We empirically determined a regime in which seven days of PTZ treatment and seven days of subsequent PTZ discontinuation respectively cause a decrease and an increase in climbing speed of Drosophila adults. Concomitant treatment with NaVP and LEV, not ETH, GBP and VGB, suppressed the development of locomotor deficit at the end of chronic PTZ phase. Concomitant LEV also ameliorated locomotor alteration that develops after PTZ withdrawal. Time series of microarray expression profiles of heads of flies treated with PTZ for 12 hrs (beginning phase), two days (latent phase) and seven days (behaviorally expressive phase) showed only down-, not up-, regulation of genes; expression of 23, 2439 and 265 genes were downregulated, in that order. GO biological process enrichment analysis showed downregulation of transcription, neuron morphogenesis during differentiation, synaptic transmission, regulation of neurotransmitter levels, neurogenesis, axonogenesis, protein modification, axon guidance, actin filament organization etc. in the latent phase and of glutamate metabolism, cell communication etc. in the expressive phase. Proteomic interactome based analysis provided further directionality to these events. Pathway overrepresentation analysis showed enrichment of Wnt signaling and other associated pathways in genes downregulated by PTZ. Mining of available transcriptomic and proteomic data pertaining to established rodent models of epilepsy and human epileptic patients showed overrepresentation of epilepsy associated genes in our PTZ regulated set.

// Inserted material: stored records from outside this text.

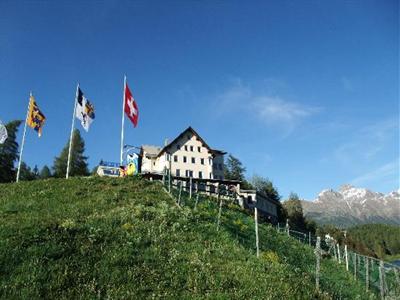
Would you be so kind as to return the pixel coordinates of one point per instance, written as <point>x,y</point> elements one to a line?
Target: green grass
<point>126,238</point>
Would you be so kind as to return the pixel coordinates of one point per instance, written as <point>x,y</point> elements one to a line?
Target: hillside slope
<point>126,238</point>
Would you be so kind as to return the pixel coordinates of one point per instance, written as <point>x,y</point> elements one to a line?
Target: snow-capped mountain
<point>351,206</point>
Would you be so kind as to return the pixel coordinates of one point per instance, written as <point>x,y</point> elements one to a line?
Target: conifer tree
<point>294,210</point>
<point>233,169</point>
<point>78,164</point>
<point>9,153</point>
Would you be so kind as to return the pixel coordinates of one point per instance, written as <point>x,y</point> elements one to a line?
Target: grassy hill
<point>126,238</point>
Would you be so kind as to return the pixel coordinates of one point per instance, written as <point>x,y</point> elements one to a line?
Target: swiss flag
<point>130,106</point>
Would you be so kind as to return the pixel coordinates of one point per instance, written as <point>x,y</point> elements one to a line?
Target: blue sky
<point>305,93</point>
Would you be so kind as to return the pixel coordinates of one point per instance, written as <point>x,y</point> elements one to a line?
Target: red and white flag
<point>130,107</point>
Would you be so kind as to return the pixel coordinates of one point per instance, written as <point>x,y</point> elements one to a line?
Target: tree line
<point>9,155</point>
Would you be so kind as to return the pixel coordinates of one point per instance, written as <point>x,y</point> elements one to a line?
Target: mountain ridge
<point>351,206</point>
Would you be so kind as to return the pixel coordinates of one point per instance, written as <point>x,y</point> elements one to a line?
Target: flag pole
<point>72,131</point>
<point>23,138</point>
<point>122,125</point>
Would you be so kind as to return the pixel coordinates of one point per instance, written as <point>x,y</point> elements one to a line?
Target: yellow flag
<point>35,118</point>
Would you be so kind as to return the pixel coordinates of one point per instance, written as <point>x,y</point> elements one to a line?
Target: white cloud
<point>278,109</point>
<point>272,110</point>
<point>386,172</point>
<point>368,142</point>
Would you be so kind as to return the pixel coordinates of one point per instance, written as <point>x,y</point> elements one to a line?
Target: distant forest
<point>376,240</point>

Systems biology ultimately aims at delineating and comprehending the functioning of complex biological systems in such details that predictive models of human diseases could be developed. Due to immense complexity of higher organisms, systems biology approaches are however currently focused on simpler organisms. Amenable to modeling, our model offers a unique opportunity to further dissect epileptogenesis-like plasticity and to unravel mechanisms of long-term action of AEDs relevant in neuropsychiatric disorders.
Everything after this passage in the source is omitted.